Thoughts from Vincent van Gogh!

“at the end of my life, I hope to pass away, looking back with love and tender regret, and thinking, Oh the pictures I have made”

“… a more violent attack (of vertige) may forever destroy my power to paint.” (#605, sept. 10, 1889)

“I would love to show by this work what this nobody has in his heart”

“I want to paint what I feel” and “feel what I paint”

To Theo; “Oh, if I could have worked without this accursed disease–what things I might have done, isolated from others, following what the country said to me. But there, this journey is over and done with.” (#630, May 1890–Auvers, two months before his death)

In a letter written in December of 1889 to Emile Bernard, his colleague, friend, and peer, Van Gogh wrote: “I still have many things to say to you, but although I am writing today, now that my head has gotten a bit steadier, I was previously afraid to excite it before being cured.” (#B2l, Dec 1889)

“During these attacks … I feel a coward before the pain and suffering … I also feel frightened faced with the suffering of these attacks.
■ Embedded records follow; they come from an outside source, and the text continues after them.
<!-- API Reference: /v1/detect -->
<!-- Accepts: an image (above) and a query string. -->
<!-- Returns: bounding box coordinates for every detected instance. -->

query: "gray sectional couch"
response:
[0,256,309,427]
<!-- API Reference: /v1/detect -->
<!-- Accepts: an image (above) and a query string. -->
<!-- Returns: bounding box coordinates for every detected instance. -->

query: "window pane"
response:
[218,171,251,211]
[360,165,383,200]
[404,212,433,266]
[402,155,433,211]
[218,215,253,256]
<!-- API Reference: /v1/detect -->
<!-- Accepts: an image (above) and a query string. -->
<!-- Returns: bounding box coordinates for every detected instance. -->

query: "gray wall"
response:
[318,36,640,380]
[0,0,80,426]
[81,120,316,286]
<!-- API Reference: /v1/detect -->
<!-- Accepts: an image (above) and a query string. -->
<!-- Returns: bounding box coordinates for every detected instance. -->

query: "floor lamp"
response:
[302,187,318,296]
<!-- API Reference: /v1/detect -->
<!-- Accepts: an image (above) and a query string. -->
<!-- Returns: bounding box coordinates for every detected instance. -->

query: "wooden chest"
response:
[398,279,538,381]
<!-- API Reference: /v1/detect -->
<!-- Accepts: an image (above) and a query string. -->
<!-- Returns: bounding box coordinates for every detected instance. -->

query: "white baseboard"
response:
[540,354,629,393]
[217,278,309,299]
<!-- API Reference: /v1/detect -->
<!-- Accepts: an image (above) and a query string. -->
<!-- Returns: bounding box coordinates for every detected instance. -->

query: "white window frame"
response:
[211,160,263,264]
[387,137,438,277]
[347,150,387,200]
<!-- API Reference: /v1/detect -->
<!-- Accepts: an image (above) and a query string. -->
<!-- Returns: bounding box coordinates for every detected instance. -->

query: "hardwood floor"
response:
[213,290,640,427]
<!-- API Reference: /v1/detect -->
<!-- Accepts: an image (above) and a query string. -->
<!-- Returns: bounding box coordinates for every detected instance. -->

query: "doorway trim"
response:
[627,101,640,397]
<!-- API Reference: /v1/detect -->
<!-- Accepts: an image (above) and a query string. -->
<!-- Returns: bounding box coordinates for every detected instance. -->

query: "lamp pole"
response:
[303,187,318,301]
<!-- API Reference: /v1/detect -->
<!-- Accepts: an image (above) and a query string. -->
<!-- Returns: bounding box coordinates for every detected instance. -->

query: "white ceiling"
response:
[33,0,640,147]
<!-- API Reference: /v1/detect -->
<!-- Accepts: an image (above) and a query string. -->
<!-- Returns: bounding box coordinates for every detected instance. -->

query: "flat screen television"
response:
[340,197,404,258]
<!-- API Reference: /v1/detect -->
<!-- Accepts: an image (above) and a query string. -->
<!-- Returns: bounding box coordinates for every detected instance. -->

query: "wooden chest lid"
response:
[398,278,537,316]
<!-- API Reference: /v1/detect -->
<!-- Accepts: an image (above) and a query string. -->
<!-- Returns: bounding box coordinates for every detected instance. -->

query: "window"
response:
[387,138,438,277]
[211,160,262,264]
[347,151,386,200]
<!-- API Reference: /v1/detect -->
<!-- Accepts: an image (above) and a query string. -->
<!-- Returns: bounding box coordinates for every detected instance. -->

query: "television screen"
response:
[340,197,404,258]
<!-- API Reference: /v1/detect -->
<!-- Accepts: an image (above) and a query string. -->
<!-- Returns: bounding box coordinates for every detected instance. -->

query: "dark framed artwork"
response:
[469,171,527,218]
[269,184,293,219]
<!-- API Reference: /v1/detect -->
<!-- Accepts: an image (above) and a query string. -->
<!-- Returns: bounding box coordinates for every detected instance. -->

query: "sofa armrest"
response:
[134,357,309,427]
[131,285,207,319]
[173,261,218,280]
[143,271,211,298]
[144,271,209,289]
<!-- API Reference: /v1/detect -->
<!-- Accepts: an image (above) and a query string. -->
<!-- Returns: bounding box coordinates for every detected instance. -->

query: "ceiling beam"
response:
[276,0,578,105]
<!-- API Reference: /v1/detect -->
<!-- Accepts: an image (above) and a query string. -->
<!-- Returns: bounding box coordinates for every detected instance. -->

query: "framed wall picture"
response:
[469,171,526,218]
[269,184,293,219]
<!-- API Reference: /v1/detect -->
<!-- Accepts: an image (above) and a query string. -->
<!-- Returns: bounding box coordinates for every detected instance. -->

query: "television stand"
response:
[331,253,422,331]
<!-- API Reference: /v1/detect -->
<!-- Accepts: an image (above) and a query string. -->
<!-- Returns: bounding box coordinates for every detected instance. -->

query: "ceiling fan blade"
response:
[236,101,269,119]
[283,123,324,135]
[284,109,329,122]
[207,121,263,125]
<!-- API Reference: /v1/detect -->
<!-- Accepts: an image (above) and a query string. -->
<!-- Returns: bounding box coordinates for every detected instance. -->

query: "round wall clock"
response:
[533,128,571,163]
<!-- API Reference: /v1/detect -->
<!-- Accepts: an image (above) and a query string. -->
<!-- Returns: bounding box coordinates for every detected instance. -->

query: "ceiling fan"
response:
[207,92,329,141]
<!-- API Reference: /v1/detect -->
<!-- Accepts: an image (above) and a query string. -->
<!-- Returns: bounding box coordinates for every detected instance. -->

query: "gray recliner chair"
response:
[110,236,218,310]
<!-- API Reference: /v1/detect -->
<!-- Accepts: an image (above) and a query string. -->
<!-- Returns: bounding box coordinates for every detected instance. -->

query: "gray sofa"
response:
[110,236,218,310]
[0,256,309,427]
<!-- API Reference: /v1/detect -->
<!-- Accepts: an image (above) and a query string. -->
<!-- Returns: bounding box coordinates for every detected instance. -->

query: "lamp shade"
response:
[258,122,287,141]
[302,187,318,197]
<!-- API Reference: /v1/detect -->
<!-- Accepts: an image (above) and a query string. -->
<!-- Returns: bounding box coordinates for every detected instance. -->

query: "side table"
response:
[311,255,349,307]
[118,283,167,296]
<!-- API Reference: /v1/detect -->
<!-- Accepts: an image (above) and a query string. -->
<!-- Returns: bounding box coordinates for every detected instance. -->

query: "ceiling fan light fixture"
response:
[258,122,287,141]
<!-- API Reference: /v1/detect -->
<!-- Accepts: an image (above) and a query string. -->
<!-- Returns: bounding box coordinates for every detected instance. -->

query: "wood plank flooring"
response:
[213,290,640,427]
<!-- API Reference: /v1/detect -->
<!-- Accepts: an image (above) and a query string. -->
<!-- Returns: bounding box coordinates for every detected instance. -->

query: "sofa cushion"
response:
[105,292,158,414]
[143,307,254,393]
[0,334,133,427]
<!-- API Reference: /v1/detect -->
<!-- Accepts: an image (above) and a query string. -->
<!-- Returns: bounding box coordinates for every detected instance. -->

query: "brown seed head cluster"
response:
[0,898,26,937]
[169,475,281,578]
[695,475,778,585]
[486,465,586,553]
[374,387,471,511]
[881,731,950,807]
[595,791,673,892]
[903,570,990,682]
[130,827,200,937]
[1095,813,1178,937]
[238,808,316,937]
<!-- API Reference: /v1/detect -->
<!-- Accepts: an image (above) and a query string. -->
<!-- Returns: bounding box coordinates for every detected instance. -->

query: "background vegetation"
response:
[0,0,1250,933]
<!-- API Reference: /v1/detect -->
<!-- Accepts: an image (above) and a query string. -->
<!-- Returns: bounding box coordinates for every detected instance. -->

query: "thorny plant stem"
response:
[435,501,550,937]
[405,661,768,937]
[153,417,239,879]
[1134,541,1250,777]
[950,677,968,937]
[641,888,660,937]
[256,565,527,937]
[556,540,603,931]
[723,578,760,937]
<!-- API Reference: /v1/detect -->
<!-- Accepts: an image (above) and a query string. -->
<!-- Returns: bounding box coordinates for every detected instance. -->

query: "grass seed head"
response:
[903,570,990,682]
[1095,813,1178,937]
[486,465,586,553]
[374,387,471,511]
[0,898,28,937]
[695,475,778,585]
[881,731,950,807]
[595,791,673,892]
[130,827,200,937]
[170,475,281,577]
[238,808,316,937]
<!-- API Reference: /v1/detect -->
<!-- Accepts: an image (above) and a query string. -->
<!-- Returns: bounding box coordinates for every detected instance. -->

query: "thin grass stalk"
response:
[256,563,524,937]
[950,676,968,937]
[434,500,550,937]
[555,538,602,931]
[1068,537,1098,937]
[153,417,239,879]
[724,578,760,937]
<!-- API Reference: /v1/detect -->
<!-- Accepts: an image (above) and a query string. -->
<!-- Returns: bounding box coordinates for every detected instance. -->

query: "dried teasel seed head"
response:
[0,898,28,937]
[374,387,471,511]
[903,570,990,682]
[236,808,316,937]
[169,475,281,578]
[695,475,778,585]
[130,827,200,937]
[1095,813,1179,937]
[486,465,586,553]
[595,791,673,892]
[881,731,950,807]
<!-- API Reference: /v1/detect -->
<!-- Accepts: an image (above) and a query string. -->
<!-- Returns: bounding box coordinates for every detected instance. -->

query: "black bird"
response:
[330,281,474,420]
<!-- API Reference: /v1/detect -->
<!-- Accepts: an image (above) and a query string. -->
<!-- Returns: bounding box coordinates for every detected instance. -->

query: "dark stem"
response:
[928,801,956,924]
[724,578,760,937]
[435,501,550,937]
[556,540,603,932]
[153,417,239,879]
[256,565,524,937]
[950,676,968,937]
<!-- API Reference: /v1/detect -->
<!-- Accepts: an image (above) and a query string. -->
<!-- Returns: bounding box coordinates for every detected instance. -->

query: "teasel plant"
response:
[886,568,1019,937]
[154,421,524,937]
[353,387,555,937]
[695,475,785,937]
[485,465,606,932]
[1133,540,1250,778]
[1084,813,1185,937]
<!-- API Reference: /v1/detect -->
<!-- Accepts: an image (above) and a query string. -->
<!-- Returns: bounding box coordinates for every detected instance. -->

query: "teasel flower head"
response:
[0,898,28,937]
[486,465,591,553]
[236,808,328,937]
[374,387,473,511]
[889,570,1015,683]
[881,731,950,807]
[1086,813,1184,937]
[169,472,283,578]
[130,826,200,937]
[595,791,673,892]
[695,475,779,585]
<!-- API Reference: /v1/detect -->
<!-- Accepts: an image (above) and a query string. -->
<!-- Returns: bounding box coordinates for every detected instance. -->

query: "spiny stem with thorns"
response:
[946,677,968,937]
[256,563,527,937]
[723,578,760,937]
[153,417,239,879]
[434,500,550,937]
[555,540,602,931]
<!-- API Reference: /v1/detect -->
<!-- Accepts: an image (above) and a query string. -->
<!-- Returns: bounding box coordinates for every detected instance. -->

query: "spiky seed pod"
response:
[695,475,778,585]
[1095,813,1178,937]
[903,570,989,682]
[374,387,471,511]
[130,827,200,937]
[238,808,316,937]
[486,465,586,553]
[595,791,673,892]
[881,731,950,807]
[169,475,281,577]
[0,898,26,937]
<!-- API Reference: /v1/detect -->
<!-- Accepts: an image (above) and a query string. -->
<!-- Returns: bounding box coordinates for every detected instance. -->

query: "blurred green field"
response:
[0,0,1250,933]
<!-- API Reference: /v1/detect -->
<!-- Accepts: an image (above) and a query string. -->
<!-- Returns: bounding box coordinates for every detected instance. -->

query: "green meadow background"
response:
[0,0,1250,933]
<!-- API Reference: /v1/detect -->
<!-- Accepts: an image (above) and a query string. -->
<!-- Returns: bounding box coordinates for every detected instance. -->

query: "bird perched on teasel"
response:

It is the work that keeps me well balanced. I cannot live since I have this dizziness (vertigo) so often.” (#605, Sept. 10, 1889).

Van Gogh wrote to Wilhelmina that he suspected his illness was incurable. “I must also say that M. Peyron does not give me much hope for the future and I think this right, he makes me realize that everything is doubtful, that one can be sure of nothing beforehand. I myself expect it [the attacks of “le vertige” (added, see figure 1.)] to return … and that things may continue this way for a long time.” (#605, September 10, 1889–St. Remy)

Vincent wrote to his sister “The more ugly, old, vicious, ill, poor I get, the more I want to take my revenge by producing a brilliant color, well arranged, resplendent (canvas,)” (W#7, September 1888.